Bublik took home a second Challenger title in Aptos, defeating Liam Broady in a convincing performance. Just recently, Bublik got into the main draw of the Kremlin Cup as a lucky loser. He made the most of his opportunity to win a couple of matches, including one over Albert Ramos-Viñolas.
Escobedo is third American on this list, showing that the Stars and Stripes do have some strong talent in the NextGen pool. The American qualified for the Brisbane International and fell just short against Kyle Edmund in a match that needed two tiebreaks. He used that momentum to qualify for the Australian Open where he won his main draw match vs Daniil Medvedev and put up a strong performance against David Ferrer, losing in four sets.
He picked up his first career Masters win in Miami and made his first tour-level semifinal in Houston on the clay. His run of Masters qualifications (which includes a lucky loser in Rome), was good enough for Escobedo to get a direct entry into the French Open. He had a solid draw with Denis Istomin in the first round but was quickly defeated in straight sets.
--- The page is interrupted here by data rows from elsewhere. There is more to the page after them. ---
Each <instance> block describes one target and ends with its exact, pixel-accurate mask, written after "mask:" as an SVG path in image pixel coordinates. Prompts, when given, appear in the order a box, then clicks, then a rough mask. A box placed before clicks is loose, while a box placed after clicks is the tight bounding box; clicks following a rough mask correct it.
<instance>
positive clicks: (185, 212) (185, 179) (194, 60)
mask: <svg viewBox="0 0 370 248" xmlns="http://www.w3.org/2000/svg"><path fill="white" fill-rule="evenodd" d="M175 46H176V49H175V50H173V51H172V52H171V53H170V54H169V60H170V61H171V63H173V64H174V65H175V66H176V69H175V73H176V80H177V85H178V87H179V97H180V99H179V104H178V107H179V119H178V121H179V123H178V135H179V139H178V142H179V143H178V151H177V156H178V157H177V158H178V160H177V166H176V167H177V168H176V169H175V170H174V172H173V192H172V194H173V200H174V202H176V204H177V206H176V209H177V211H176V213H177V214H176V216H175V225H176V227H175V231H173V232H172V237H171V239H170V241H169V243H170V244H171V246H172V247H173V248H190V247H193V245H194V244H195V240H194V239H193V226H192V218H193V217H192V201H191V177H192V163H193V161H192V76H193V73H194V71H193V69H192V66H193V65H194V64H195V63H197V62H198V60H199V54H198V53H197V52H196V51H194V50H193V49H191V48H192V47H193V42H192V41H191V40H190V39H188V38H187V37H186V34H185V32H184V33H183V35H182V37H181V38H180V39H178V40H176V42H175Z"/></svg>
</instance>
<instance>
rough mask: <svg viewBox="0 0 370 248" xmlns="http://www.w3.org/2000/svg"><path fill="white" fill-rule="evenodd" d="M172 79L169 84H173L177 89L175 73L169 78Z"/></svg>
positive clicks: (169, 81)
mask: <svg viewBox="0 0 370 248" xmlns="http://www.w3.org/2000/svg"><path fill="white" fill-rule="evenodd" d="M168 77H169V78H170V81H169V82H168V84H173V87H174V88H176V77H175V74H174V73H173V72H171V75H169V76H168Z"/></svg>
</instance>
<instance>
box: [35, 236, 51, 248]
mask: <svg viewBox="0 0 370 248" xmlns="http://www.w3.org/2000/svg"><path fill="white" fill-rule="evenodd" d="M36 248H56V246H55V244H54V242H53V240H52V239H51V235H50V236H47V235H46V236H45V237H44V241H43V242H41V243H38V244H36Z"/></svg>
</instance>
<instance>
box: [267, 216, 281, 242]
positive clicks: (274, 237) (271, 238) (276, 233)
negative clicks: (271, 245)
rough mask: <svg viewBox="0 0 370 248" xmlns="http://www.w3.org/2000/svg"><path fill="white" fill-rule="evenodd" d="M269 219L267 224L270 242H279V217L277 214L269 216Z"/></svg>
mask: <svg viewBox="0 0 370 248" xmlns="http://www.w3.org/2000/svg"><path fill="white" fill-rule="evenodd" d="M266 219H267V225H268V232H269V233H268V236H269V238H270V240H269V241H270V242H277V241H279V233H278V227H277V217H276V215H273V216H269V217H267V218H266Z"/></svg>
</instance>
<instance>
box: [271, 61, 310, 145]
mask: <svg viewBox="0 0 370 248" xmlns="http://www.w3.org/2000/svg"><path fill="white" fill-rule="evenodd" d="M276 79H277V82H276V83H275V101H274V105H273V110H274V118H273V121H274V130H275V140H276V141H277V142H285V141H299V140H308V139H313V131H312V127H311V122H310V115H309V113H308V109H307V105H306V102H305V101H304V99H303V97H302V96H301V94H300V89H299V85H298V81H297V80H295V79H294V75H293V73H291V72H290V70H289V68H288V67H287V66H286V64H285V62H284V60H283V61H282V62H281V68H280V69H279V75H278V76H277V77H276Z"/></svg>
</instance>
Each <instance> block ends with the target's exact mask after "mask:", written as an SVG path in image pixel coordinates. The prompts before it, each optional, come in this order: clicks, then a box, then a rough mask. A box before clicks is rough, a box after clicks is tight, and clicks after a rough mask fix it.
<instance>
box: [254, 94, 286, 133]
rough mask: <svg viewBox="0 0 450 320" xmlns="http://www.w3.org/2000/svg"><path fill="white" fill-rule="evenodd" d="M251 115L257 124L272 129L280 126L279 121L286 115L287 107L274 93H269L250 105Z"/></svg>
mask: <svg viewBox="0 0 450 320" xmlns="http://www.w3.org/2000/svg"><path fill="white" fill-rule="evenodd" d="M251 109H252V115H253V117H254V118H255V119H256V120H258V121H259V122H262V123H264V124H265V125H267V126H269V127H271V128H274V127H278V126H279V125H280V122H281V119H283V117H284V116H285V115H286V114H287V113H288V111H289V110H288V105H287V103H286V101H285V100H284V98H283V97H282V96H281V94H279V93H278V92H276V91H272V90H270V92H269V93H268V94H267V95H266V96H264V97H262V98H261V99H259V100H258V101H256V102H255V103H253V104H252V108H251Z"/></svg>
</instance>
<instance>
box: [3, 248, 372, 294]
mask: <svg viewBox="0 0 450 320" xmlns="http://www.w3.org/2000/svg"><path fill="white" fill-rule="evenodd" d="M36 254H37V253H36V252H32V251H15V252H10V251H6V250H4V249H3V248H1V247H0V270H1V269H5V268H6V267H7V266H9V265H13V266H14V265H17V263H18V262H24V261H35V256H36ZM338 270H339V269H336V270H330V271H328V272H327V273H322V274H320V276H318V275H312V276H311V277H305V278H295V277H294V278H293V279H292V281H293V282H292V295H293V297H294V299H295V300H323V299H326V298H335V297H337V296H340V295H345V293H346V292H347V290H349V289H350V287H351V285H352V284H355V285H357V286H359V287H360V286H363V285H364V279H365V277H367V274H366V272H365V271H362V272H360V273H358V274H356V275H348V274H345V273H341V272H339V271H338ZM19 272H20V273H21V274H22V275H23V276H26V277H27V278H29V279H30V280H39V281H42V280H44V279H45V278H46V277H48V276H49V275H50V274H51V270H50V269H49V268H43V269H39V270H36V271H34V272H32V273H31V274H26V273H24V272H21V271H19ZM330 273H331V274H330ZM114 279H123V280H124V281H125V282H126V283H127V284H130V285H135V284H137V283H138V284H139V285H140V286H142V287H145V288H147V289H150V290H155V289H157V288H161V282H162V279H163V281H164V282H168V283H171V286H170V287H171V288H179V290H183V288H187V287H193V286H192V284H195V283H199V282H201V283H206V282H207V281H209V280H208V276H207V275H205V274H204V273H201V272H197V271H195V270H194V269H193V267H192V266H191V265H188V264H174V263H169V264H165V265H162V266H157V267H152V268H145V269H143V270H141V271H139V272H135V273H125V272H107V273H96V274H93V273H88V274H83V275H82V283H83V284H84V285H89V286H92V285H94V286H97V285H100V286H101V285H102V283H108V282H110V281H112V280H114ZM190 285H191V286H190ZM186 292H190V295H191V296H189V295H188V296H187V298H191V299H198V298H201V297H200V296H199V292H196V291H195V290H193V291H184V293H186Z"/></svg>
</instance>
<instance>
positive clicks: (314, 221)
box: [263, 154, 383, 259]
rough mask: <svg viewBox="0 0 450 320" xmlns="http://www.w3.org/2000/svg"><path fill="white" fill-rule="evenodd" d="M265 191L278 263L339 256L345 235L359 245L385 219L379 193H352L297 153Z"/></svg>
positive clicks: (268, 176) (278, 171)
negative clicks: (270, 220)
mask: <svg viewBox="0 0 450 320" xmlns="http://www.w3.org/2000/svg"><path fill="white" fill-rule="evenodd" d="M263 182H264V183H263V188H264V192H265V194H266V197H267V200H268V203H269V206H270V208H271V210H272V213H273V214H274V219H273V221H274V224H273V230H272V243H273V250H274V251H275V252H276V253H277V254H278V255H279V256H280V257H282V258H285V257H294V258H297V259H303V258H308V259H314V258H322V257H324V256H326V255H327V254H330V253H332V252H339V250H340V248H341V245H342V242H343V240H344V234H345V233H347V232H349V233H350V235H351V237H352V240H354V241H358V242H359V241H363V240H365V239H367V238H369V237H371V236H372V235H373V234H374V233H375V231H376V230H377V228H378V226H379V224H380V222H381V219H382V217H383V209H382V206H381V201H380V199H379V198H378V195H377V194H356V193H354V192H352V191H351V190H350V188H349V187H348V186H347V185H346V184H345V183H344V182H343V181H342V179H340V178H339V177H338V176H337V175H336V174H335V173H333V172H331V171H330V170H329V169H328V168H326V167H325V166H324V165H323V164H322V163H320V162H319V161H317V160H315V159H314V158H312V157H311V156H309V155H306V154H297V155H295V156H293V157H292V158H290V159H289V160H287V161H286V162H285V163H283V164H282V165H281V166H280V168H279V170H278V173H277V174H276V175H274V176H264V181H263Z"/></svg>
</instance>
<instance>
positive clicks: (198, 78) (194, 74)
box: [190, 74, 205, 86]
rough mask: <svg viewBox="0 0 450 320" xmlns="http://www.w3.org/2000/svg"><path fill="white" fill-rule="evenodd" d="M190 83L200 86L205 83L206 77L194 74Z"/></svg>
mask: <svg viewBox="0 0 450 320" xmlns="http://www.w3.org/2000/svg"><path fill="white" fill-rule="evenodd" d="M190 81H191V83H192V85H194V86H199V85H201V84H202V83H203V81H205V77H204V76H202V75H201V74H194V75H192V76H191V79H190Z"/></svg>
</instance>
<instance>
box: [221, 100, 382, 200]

The 21-year-old struggled over the summer and the rest of the season, only being able to put together back-to-back wins during the Rogers Cup.
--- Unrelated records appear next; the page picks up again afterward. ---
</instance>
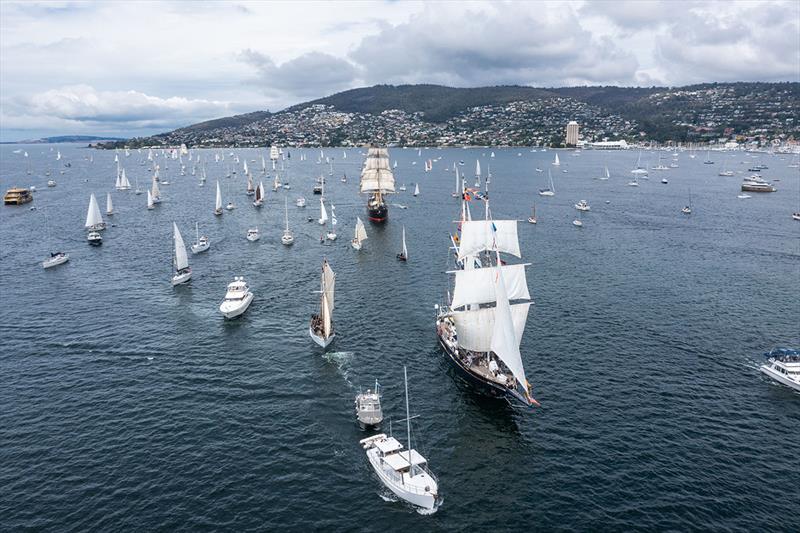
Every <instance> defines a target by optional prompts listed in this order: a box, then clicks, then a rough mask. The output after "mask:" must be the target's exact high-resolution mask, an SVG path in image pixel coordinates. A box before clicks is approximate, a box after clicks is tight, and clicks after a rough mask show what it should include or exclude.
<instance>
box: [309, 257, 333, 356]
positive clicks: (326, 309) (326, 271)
mask: <svg viewBox="0 0 800 533" xmlns="http://www.w3.org/2000/svg"><path fill="white" fill-rule="evenodd" d="M335 285H336V274H334V272H333V270H331V266H330V265H329V264H328V260H327V259H324V260H323V261H322V281H321V283H320V291H319V292H320V299H319V312H318V313H314V314H313V315H311V324H310V325H309V326H308V334H309V335H310V336H311V338H312V339H313V340H314V342H316V343H317V344H318V345H320V346H321V347H322V348H327V347H328V345H329V344H330V343H331V341H333V338H334V337H335V336H336V333H335V332H334V330H333V292H334V288H335Z"/></svg>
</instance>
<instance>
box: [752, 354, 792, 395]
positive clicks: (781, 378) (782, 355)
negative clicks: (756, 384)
mask: <svg viewBox="0 0 800 533" xmlns="http://www.w3.org/2000/svg"><path fill="white" fill-rule="evenodd" d="M764 356H765V357H766V358H767V362H766V363H764V364H763V365H761V367H760V370H761V373H762V374H764V375H766V376H769V378H770V379H772V380H774V381H777V382H778V383H781V384H782V385H786V386H787V387H791V388H792V389H794V390H796V391H800V351H798V350H790V349H787V348H775V349H774V350H771V351H769V352H767V353H765V354H764Z"/></svg>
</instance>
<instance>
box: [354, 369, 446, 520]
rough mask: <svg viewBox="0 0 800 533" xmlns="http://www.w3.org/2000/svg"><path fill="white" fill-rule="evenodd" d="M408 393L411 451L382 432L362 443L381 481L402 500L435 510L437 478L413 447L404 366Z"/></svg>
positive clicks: (410, 446) (371, 437) (408, 423)
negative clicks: (406, 449) (405, 449)
mask: <svg viewBox="0 0 800 533" xmlns="http://www.w3.org/2000/svg"><path fill="white" fill-rule="evenodd" d="M403 378H404V380H405V391H406V418H405V422H406V431H407V438H408V449H407V450H403V445H402V444H400V442H399V441H398V440H397V439H395V438H394V437H392V436H389V437H387V436H386V434H384V433H380V434H378V435H374V436H372V437H367V438H366V439H362V440H361V441H359V443H360V444H361V446H362V447H363V448H364V450H366V453H367V459H368V460H369V462H370V464H371V465H372V468H373V470H375V473H376V474H378V478H379V479H380V480H381V483H383V484H384V485H385V486H386V487H388V488H389V490H391V491H392V492H393V493H395V494H396V495H397V496H398V497H399V498H401V499H402V500H404V501H407V502H408V503H410V504H412V505H416V506H417V507H422V508H423V509H433V508H434V507H435V506H436V500H437V498H438V494H439V484H438V481H437V479H436V476H434V475H433V473H432V472H431V471H430V470H429V469H428V461H427V459H425V457H423V456H422V455H421V454H420V453H419V452H417V451H416V450H415V449H413V448H412V447H411V418H412V417H411V412H410V409H409V402H408V372H407V371H406V367H403Z"/></svg>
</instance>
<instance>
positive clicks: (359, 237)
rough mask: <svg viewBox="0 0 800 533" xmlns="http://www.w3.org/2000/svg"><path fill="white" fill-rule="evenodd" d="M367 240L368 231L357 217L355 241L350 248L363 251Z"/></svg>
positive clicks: (353, 242) (359, 217)
mask: <svg viewBox="0 0 800 533" xmlns="http://www.w3.org/2000/svg"><path fill="white" fill-rule="evenodd" d="M365 240H367V229H366V228H365V227H364V223H363V222H361V218H360V217H356V231H355V235H354V236H353V240H352V241H350V246H352V247H353V249H354V250H361V248H362V246H363V242H364V241H365Z"/></svg>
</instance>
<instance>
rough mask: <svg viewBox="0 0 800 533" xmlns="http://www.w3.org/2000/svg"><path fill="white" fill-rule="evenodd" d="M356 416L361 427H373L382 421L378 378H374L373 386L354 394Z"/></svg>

The Austrian made waves during Wimbledon but had other results to back that up. He claimed his first title of the year in Antalya, going the distance in every one of his matches. After that first title though, he failed to go deep in another tournament until Mestre where he was a finalist, losing to Joao Domingues.
Wimbledon was where he had his biggest result of the year. He qualified after coming back from two sets to love down to Britain's own Jay Clarke. He cruised past Thomaz Bellucci before stunning Jack Sock in the fifth set after squandering a two sets to love lead. His Wimbledon run ended at the hands of Alexander Zverev, but it was still nonetheless, a positive week for the Austrian
Ofner made his first tour-level semifinal in his home tournament of Kitzbuhel. He lost to Joao Sousa in two tiebreak sets in a tight affair which was his last major result of the year.
The Home Boy
If the tournament team are up for it in Milan, they would be more than glad to hand the wildcard to him. He started off his season with a title at a Futures event in Switzerland and only took him a month to get to his first Challenger final in Quanzhou.
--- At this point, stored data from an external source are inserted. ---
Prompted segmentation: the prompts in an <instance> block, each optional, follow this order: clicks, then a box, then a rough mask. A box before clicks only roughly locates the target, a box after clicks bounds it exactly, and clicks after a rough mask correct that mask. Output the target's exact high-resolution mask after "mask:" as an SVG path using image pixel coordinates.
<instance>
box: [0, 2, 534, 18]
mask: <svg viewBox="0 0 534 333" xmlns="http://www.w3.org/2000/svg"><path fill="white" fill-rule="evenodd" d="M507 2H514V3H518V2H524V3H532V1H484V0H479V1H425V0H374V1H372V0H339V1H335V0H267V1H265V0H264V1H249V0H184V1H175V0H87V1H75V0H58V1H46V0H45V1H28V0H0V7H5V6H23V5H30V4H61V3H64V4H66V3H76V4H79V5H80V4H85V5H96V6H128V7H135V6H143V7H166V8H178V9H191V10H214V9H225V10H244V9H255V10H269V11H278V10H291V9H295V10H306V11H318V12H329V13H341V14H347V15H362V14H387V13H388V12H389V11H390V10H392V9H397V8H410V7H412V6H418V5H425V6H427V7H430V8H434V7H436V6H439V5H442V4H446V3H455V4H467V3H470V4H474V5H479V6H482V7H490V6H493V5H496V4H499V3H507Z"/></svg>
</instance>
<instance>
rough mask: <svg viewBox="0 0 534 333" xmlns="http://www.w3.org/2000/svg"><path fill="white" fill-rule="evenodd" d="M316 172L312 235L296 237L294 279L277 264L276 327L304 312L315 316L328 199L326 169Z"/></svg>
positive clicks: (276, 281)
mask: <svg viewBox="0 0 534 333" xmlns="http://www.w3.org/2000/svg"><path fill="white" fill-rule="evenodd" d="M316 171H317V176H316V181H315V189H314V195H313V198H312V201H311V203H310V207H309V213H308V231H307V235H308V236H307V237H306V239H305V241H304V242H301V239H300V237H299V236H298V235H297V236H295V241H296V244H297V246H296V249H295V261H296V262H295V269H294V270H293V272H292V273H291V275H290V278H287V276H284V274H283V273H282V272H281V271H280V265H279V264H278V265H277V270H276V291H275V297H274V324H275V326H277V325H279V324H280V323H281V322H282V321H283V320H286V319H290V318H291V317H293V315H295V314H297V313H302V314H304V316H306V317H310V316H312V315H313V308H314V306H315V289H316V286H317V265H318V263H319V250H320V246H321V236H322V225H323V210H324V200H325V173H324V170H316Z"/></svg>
After struggling to put together a good run of results for a few months, he finally made his first Challenger breakthrough in San Benedetto, taking the title over Laslo Djere. A few weeks later, it was another final, but this time outside of Italy, losing to Sergiy Stakhovsky in Portoroz. His most recent best run came in Istanbul, losing to Malek Jaziri.
So who do you think takes the wildcard spot for the NextGen finals?